My bones scrape against together in an unbearable cacophony of tremendous misery. The pain in my legs astounds me - for, no matter how many times you’ve gone through it before, every heroin withdrawal is different. Sometimes it’s the headaches and watery eyes, sometimes the nausea. One time, my blood pressure dropped to the point where I could barely stand up for days.
The author Leo Tolstoy wrote, “Every happy family is alike. Every unhappy family is unhappy in its own way.” I believe the man had a point, and not just about families. Every withdrawal is a unique study in misery, and in my experience, they differ not only in duration, intensity, but in their special combination of symptoms.
The notable symptom in my case this time, it seems, is going to be bone-crunching agony. In no time at all, I feel as though I’ve aged eighty years and have an agonising case of osteoarthritis.
The fact that this is all self-inflicted, of course, makes the misery all the more singular. My nagging voice within is determined to make me suffer still further. You had to push things too far, didn’t you? It taunts. You stupid, stupid girl. Honestly, aren’t you old enough to know better?

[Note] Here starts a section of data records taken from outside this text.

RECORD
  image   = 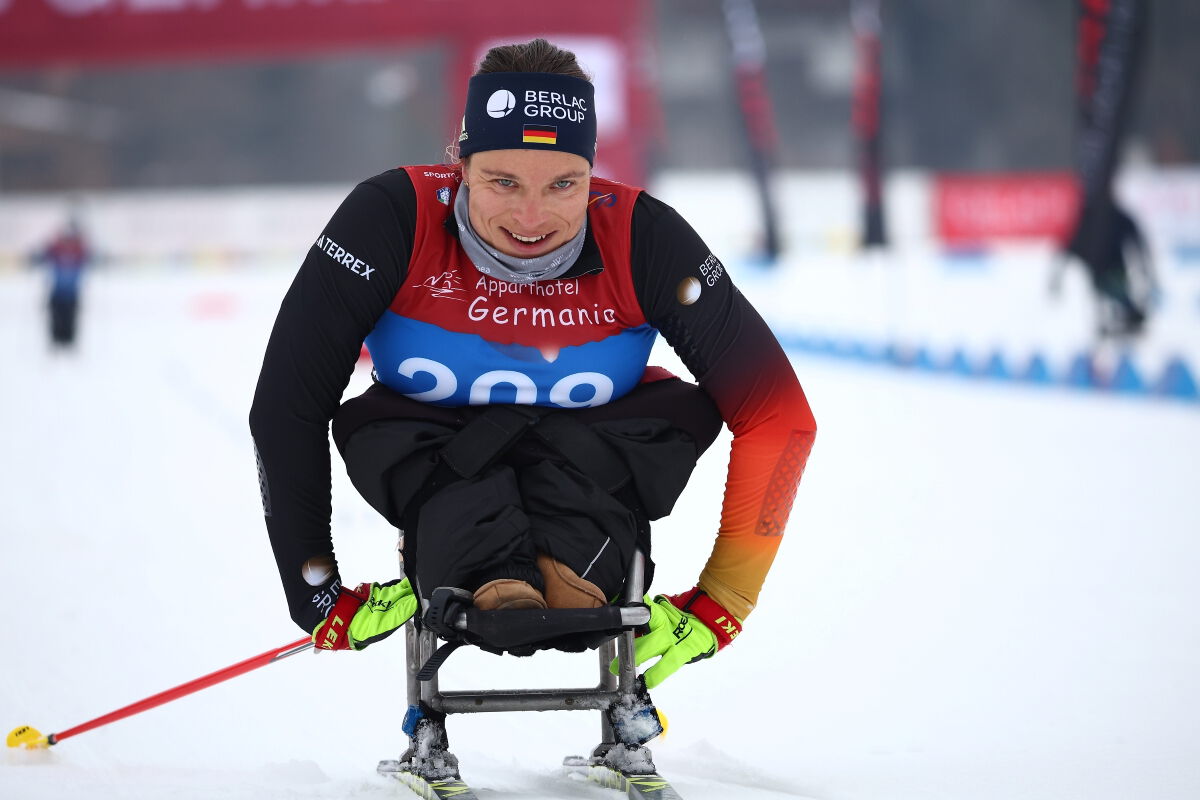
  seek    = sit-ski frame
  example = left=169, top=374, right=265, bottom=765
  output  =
left=378, top=551, right=679, bottom=800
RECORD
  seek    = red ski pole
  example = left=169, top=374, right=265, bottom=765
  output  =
left=5, top=637, right=313, bottom=750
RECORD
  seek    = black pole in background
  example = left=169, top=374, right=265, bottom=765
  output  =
left=722, top=0, right=781, bottom=264
left=850, top=0, right=887, bottom=248
left=1067, top=0, right=1153, bottom=335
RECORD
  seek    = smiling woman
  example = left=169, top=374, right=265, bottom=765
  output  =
left=251, top=34, right=816, bottom=772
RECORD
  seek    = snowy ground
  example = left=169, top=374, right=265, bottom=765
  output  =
left=0, top=267, right=1200, bottom=800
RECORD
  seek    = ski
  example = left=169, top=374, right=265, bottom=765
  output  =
left=563, top=756, right=683, bottom=800
left=377, top=762, right=479, bottom=800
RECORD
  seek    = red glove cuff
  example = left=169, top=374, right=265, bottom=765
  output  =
left=666, top=587, right=742, bottom=650
left=312, top=583, right=371, bottom=650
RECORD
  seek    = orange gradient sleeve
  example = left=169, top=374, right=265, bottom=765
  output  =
left=631, top=194, right=816, bottom=620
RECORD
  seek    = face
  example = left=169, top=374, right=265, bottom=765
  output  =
left=463, top=150, right=592, bottom=258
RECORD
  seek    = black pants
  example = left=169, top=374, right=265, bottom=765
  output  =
left=334, top=378, right=721, bottom=597
left=48, top=291, right=79, bottom=347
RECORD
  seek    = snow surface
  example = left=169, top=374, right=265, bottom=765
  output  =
left=0, top=257, right=1200, bottom=800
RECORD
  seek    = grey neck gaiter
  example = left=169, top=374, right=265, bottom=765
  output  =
left=454, top=184, right=588, bottom=283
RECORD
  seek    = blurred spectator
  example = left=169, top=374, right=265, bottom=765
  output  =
left=34, top=213, right=92, bottom=350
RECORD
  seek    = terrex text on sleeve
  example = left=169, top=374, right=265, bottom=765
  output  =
left=317, top=236, right=374, bottom=281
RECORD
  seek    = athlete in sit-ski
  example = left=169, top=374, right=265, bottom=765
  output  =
left=250, top=40, right=816, bottom=688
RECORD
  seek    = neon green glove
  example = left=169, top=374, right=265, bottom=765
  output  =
left=608, top=589, right=742, bottom=690
left=312, top=578, right=416, bottom=650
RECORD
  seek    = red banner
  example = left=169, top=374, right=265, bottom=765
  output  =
left=934, top=173, right=1079, bottom=245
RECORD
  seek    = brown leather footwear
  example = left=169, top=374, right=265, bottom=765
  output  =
left=475, top=578, right=546, bottom=612
left=538, top=553, right=608, bottom=608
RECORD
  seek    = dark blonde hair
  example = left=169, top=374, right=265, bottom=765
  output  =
left=475, top=38, right=592, bottom=83
left=446, top=38, right=592, bottom=164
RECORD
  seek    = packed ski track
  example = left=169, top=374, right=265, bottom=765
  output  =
left=0, top=257, right=1200, bottom=800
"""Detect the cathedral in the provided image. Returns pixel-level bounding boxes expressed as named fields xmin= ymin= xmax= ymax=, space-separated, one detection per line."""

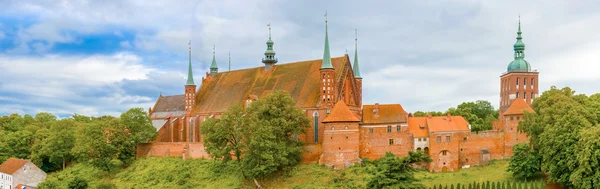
xmin=137 ymin=18 xmax=539 ymax=172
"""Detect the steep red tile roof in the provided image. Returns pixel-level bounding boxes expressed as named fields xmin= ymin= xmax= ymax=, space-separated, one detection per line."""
xmin=193 ymin=55 xmax=350 ymax=113
xmin=323 ymin=100 xmax=360 ymax=123
xmin=363 ymin=104 xmax=408 ymax=124
xmin=153 ymin=95 xmax=185 ymax=112
xmin=0 ymin=158 xmax=27 ymax=175
xmin=408 ymin=117 xmax=429 ymax=137
xmin=426 ymin=116 xmax=470 ymax=132
xmin=503 ymin=98 xmax=535 ymax=115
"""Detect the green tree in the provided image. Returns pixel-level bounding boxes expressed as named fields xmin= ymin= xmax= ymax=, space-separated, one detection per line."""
xmin=200 ymin=91 xmax=309 ymax=187
xmin=519 ymin=87 xmax=598 ymax=187
xmin=0 ymin=130 xmax=33 ymax=162
xmin=570 ymin=125 xmax=600 ymax=189
xmin=69 ymin=176 xmax=88 ymax=189
xmin=121 ymin=108 xmax=157 ymax=145
xmin=41 ymin=119 xmax=76 ymax=169
xmin=242 ymin=91 xmax=309 ymax=184
xmin=367 ymin=151 xmax=432 ymax=189
xmin=72 ymin=117 xmax=135 ymax=171
xmin=506 ymin=143 xmax=541 ymax=179
xmin=200 ymin=104 xmax=249 ymax=161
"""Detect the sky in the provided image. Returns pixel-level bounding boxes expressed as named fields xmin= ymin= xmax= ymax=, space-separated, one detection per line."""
xmin=0 ymin=0 xmax=600 ymax=117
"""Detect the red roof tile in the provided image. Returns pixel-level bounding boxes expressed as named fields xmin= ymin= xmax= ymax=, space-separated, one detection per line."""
xmin=408 ymin=117 xmax=429 ymax=137
xmin=363 ymin=104 xmax=408 ymax=124
xmin=153 ymin=95 xmax=185 ymax=112
xmin=194 ymin=55 xmax=350 ymax=113
xmin=503 ymin=98 xmax=535 ymax=115
xmin=323 ymin=100 xmax=360 ymax=123
xmin=427 ymin=116 xmax=470 ymax=132
xmin=0 ymin=158 xmax=27 ymax=175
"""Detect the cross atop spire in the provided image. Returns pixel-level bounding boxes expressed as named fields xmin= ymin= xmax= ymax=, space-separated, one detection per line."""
xmin=210 ymin=45 xmax=219 ymax=77
xmin=352 ymin=29 xmax=362 ymax=78
xmin=321 ymin=11 xmax=333 ymax=69
xmin=267 ymin=23 xmax=271 ymax=39
xmin=185 ymin=40 xmax=195 ymax=85
xmin=262 ymin=23 xmax=278 ymax=70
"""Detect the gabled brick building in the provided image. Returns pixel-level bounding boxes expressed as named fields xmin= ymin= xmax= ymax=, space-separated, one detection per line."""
xmin=137 ymin=18 xmax=538 ymax=172
xmin=0 ymin=158 xmax=46 ymax=189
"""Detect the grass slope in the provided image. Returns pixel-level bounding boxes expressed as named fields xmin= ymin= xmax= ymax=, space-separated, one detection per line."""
xmin=41 ymin=158 xmax=540 ymax=189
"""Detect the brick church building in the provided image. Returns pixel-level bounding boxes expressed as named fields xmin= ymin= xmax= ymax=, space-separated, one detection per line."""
xmin=137 ymin=18 xmax=539 ymax=172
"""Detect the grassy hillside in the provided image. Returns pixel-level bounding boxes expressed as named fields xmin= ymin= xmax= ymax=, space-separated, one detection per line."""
xmin=39 ymin=158 xmax=540 ymax=189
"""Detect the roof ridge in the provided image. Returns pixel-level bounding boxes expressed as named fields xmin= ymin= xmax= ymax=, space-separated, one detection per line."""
xmin=217 ymin=55 xmax=346 ymax=75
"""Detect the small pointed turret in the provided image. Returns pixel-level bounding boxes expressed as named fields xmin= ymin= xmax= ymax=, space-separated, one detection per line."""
xmin=321 ymin=12 xmax=333 ymax=69
xmin=262 ymin=23 xmax=278 ymax=70
xmin=352 ymin=30 xmax=361 ymax=78
xmin=210 ymin=45 xmax=219 ymax=77
xmin=507 ymin=16 xmax=531 ymax=72
xmin=185 ymin=41 xmax=196 ymax=85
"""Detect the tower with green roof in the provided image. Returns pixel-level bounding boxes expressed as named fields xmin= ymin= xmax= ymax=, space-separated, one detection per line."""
xmin=262 ymin=23 xmax=278 ymax=70
xmin=184 ymin=41 xmax=196 ymax=116
xmin=319 ymin=13 xmax=337 ymax=109
xmin=352 ymin=30 xmax=362 ymax=107
xmin=499 ymin=17 xmax=539 ymax=115
xmin=210 ymin=45 xmax=219 ymax=77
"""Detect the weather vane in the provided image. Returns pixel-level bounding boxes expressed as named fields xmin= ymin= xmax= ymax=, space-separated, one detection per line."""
xmin=267 ymin=22 xmax=271 ymax=39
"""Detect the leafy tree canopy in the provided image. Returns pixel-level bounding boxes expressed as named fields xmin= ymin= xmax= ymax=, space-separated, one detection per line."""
xmin=506 ymin=143 xmax=541 ymax=179
xmin=367 ymin=151 xmax=431 ymax=189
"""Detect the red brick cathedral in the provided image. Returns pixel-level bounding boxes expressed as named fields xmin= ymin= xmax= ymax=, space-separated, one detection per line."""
xmin=138 ymin=18 xmax=538 ymax=172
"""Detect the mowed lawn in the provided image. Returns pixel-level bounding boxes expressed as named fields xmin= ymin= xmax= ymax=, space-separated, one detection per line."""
xmin=416 ymin=160 xmax=543 ymax=188
xmin=47 ymin=158 xmax=539 ymax=189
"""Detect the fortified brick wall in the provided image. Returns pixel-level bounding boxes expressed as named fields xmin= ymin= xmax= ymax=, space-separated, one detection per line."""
xmin=460 ymin=130 xmax=504 ymax=166
xmin=429 ymin=132 xmax=470 ymax=172
xmin=319 ymin=122 xmax=360 ymax=169
xmin=360 ymin=125 xmax=414 ymax=160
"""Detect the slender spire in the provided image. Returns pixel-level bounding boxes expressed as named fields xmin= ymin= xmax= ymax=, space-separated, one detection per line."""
xmin=185 ymin=40 xmax=196 ymax=85
xmin=321 ymin=11 xmax=333 ymax=69
xmin=210 ymin=45 xmax=219 ymax=76
xmin=262 ymin=23 xmax=278 ymax=70
xmin=513 ymin=15 xmax=525 ymax=58
xmin=352 ymin=29 xmax=362 ymax=78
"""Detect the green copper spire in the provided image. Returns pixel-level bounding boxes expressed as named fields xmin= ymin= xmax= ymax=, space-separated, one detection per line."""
xmin=262 ymin=23 xmax=278 ymax=70
xmin=352 ymin=30 xmax=362 ymax=78
xmin=506 ymin=16 xmax=531 ymax=72
xmin=185 ymin=41 xmax=196 ymax=85
xmin=210 ymin=45 xmax=219 ymax=76
xmin=321 ymin=12 xmax=333 ymax=69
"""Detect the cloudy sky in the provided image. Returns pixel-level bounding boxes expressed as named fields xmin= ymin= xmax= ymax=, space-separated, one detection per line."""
xmin=0 ymin=0 xmax=600 ymax=117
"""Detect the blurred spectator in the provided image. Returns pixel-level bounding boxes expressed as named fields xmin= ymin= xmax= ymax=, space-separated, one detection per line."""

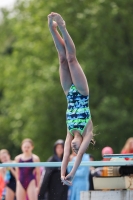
xmin=89 ymin=154 xmax=95 ymax=190
xmin=102 ymin=146 xmax=113 ymax=161
xmin=121 ymin=137 xmax=133 ymax=154
xmin=0 ymin=170 xmax=5 ymax=200
xmin=39 ymin=140 xmax=68 ymax=200
xmin=68 ymin=152 xmax=89 ymax=200
xmin=15 ymin=138 xmax=40 ymax=200
xmin=0 ymin=149 xmax=16 ymax=200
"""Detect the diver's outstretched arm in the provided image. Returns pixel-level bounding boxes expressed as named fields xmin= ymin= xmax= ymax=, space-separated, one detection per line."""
xmin=61 ymin=132 xmax=73 ymax=180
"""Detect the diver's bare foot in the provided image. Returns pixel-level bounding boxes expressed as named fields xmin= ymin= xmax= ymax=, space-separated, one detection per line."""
xmin=48 ymin=14 xmax=57 ymax=30
xmin=51 ymin=12 xmax=66 ymax=28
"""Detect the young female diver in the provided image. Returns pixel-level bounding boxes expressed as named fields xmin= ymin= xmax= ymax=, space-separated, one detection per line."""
xmin=48 ymin=12 xmax=94 ymax=185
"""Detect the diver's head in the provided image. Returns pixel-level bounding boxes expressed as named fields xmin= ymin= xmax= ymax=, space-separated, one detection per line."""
xmin=71 ymin=132 xmax=83 ymax=154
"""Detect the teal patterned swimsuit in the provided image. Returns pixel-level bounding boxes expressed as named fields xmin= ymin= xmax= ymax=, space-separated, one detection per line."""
xmin=66 ymin=84 xmax=91 ymax=135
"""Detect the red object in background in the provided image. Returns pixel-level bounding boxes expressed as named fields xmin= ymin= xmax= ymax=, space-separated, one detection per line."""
xmin=0 ymin=174 xmax=5 ymax=198
xmin=121 ymin=149 xmax=133 ymax=160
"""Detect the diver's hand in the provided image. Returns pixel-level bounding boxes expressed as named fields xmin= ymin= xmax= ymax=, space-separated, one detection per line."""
xmin=61 ymin=174 xmax=73 ymax=186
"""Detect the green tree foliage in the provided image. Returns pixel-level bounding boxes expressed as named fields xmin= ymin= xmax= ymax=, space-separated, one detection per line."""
xmin=0 ymin=0 xmax=133 ymax=160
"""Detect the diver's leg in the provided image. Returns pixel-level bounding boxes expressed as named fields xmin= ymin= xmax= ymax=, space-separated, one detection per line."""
xmin=48 ymin=14 xmax=72 ymax=94
xmin=51 ymin=13 xmax=89 ymax=95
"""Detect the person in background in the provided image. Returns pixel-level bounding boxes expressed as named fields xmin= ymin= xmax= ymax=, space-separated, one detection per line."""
xmin=0 ymin=149 xmax=16 ymax=200
xmin=39 ymin=139 xmax=68 ymax=200
xmin=121 ymin=137 xmax=133 ymax=160
xmin=91 ymin=146 xmax=113 ymax=177
xmin=89 ymin=154 xmax=95 ymax=190
xmin=0 ymin=170 xmax=5 ymax=200
xmin=67 ymin=151 xmax=90 ymax=200
xmin=15 ymin=138 xmax=40 ymax=200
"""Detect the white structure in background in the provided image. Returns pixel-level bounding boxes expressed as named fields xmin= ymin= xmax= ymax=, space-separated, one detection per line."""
xmin=0 ymin=0 xmax=16 ymax=9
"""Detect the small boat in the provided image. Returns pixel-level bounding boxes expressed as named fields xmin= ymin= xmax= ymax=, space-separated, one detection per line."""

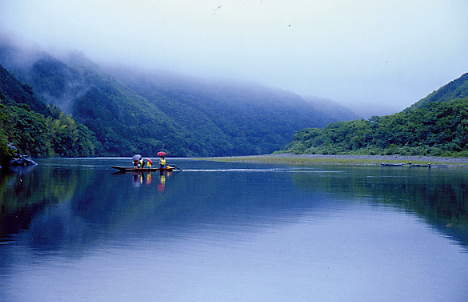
xmin=112 ymin=166 xmax=177 ymax=172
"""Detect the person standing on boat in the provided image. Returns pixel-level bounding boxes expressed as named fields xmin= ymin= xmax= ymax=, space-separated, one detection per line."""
xmin=145 ymin=158 xmax=153 ymax=169
xmin=159 ymin=156 xmax=167 ymax=169
xmin=156 ymin=151 xmax=167 ymax=169
xmin=132 ymin=154 xmax=141 ymax=168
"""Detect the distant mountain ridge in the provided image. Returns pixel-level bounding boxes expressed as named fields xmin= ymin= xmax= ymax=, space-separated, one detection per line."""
xmin=286 ymin=73 xmax=468 ymax=156
xmin=408 ymin=73 xmax=468 ymax=109
xmin=0 ymin=65 xmax=97 ymax=165
xmin=0 ymin=42 xmax=355 ymax=156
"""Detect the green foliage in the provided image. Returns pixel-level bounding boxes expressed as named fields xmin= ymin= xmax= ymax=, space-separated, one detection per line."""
xmin=0 ymin=66 xmax=97 ymax=165
xmin=287 ymin=98 xmax=468 ymax=156
xmin=0 ymin=51 xmax=356 ymax=156
xmin=407 ymin=73 xmax=468 ymax=110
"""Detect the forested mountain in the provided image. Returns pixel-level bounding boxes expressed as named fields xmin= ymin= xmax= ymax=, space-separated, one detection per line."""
xmin=0 ymin=65 xmax=97 ymax=164
xmin=287 ymin=74 xmax=468 ymax=156
xmin=0 ymin=46 xmax=355 ymax=156
xmin=408 ymin=73 xmax=468 ymax=109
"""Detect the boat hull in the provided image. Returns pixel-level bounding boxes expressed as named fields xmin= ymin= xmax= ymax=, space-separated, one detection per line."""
xmin=112 ymin=166 xmax=174 ymax=172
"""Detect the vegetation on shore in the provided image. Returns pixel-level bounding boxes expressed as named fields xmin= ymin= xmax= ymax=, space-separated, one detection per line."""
xmin=196 ymin=154 xmax=468 ymax=167
xmin=0 ymin=45 xmax=355 ymax=156
xmin=0 ymin=66 xmax=97 ymax=165
xmin=285 ymin=73 xmax=468 ymax=157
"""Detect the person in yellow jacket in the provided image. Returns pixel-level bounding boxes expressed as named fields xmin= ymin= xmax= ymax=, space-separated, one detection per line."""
xmin=159 ymin=156 xmax=167 ymax=169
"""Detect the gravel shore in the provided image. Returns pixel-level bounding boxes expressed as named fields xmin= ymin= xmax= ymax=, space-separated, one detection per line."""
xmin=207 ymin=153 xmax=468 ymax=167
xmin=266 ymin=153 xmax=468 ymax=164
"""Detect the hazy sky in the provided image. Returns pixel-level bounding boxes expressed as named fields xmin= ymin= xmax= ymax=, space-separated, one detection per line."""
xmin=0 ymin=0 xmax=468 ymax=113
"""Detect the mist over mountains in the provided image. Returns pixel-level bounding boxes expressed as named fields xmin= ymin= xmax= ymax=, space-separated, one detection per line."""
xmin=0 ymin=43 xmax=356 ymax=156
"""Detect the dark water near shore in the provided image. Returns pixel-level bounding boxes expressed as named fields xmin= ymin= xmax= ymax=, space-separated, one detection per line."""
xmin=0 ymin=159 xmax=468 ymax=302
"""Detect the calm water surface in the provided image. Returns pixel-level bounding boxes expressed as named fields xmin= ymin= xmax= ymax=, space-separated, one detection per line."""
xmin=0 ymin=159 xmax=468 ymax=302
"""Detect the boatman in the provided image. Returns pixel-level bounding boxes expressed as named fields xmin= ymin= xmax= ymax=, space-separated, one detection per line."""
xmin=159 ymin=156 xmax=166 ymax=169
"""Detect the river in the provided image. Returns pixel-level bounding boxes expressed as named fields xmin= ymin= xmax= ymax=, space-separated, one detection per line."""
xmin=0 ymin=158 xmax=468 ymax=302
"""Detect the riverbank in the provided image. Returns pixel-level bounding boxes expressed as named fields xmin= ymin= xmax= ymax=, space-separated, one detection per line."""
xmin=197 ymin=153 xmax=468 ymax=168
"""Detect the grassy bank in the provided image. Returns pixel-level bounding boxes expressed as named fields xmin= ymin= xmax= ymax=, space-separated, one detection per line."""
xmin=197 ymin=154 xmax=468 ymax=167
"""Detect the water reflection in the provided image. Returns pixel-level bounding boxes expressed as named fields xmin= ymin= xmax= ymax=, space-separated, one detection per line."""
xmin=293 ymin=167 xmax=468 ymax=246
xmin=0 ymin=159 xmax=468 ymax=302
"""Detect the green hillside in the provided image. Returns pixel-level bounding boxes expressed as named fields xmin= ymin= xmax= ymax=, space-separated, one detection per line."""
xmin=0 ymin=66 xmax=97 ymax=165
xmin=0 ymin=47 xmax=355 ymax=156
xmin=286 ymin=74 xmax=468 ymax=156
xmin=409 ymin=73 xmax=468 ymax=109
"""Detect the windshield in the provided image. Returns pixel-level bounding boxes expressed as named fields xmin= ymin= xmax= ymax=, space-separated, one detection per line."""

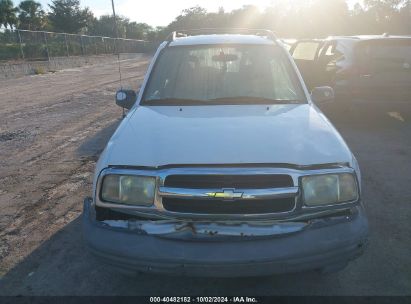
xmin=142 ymin=45 xmax=306 ymax=105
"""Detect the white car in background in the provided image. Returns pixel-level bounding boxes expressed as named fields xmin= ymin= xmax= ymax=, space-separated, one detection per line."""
xmin=83 ymin=31 xmax=368 ymax=276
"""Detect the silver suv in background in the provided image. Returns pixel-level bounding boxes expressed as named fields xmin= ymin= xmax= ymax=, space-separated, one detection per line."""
xmin=290 ymin=35 xmax=411 ymax=113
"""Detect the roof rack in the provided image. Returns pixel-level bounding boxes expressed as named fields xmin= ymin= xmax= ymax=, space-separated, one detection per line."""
xmin=166 ymin=28 xmax=277 ymax=42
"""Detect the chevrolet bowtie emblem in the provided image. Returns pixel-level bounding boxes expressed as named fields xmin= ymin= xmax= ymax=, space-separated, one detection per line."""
xmin=207 ymin=189 xmax=243 ymax=200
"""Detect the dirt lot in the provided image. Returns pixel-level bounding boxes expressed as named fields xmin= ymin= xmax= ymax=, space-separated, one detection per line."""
xmin=0 ymin=56 xmax=411 ymax=295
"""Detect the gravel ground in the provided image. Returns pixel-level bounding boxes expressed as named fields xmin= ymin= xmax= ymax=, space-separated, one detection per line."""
xmin=0 ymin=56 xmax=411 ymax=295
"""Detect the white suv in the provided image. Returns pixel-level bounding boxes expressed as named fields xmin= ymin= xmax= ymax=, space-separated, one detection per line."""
xmin=83 ymin=31 xmax=368 ymax=276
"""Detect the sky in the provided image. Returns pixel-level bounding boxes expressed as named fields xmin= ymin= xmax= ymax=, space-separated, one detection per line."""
xmin=17 ymin=0 xmax=356 ymax=26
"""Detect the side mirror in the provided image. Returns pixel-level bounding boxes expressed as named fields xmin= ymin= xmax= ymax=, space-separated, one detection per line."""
xmin=311 ymin=87 xmax=334 ymax=104
xmin=116 ymin=89 xmax=137 ymax=109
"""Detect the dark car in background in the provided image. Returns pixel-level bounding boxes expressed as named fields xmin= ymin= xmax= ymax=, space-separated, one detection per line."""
xmin=290 ymin=35 xmax=411 ymax=113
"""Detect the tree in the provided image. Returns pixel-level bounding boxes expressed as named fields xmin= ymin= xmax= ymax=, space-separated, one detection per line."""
xmin=18 ymin=0 xmax=46 ymax=31
xmin=48 ymin=0 xmax=93 ymax=33
xmin=0 ymin=0 xmax=17 ymax=29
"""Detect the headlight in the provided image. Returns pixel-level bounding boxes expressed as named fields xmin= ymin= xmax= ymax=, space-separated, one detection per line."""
xmin=101 ymin=174 xmax=156 ymax=206
xmin=302 ymin=173 xmax=358 ymax=206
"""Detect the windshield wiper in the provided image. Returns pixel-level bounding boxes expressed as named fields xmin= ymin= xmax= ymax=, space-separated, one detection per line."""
xmin=141 ymin=98 xmax=213 ymax=106
xmin=209 ymin=96 xmax=303 ymax=104
xmin=141 ymin=96 xmax=303 ymax=106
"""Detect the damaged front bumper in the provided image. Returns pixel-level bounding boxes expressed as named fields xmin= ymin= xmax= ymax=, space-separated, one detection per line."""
xmin=83 ymin=198 xmax=368 ymax=277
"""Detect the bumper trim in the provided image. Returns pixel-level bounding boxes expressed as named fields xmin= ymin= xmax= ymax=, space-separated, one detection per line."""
xmin=83 ymin=200 xmax=368 ymax=277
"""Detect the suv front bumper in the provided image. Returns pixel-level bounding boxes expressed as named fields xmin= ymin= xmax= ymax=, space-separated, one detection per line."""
xmin=83 ymin=198 xmax=368 ymax=277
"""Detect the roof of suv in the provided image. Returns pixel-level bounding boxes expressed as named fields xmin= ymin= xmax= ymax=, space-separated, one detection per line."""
xmin=170 ymin=34 xmax=276 ymax=46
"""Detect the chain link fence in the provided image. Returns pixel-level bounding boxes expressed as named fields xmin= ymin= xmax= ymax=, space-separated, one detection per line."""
xmin=0 ymin=30 xmax=158 ymax=61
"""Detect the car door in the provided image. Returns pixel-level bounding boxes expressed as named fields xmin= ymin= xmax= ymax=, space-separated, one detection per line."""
xmin=290 ymin=40 xmax=323 ymax=90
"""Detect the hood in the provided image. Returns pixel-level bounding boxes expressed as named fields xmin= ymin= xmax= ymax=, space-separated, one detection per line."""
xmin=104 ymin=104 xmax=352 ymax=167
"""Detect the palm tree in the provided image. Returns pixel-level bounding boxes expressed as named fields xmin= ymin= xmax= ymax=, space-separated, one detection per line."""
xmin=19 ymin=0 xmax=45 ymax=31
xmin=0 ymin=0 xmax=18 ymax=29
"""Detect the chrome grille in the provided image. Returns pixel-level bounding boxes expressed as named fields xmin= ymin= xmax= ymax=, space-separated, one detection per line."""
xmin=159 ymin=174 xmax=298 ymax=215
xmin=163 ymin=197 xmax=295 ymax=214
xmin=164 ymin=174 xmax=293 ymax=189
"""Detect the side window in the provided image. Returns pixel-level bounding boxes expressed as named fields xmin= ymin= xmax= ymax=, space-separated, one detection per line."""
xmin=292 ymin=41 xmax=320 ymax=60
xmin=320 ymin=42 xmax=344 ymax=66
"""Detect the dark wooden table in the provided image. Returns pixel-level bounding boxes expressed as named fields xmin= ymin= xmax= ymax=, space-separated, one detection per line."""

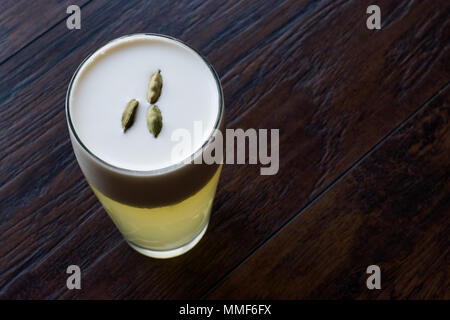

You’re damn right I’m old enough. Right now, physically, I feel about one hundred and ten years old.
It could be worse. It could be a lot worse. I hate myself for letting it get this bad, however. I vowed never to be physically dependent on the drug ever again. So now, it’s time to ride this horse as hard as it’s ridden me, sweat through the withdrawals, and set my mind on the future… some point in the future… when I can wake up and not feel every fibre of my being screaming out to get on again…
Until then, what?
Music… television… and the internet. They will not soothe my ravaged body, but they can help my spirit. The spirit has to revive before true healing begins.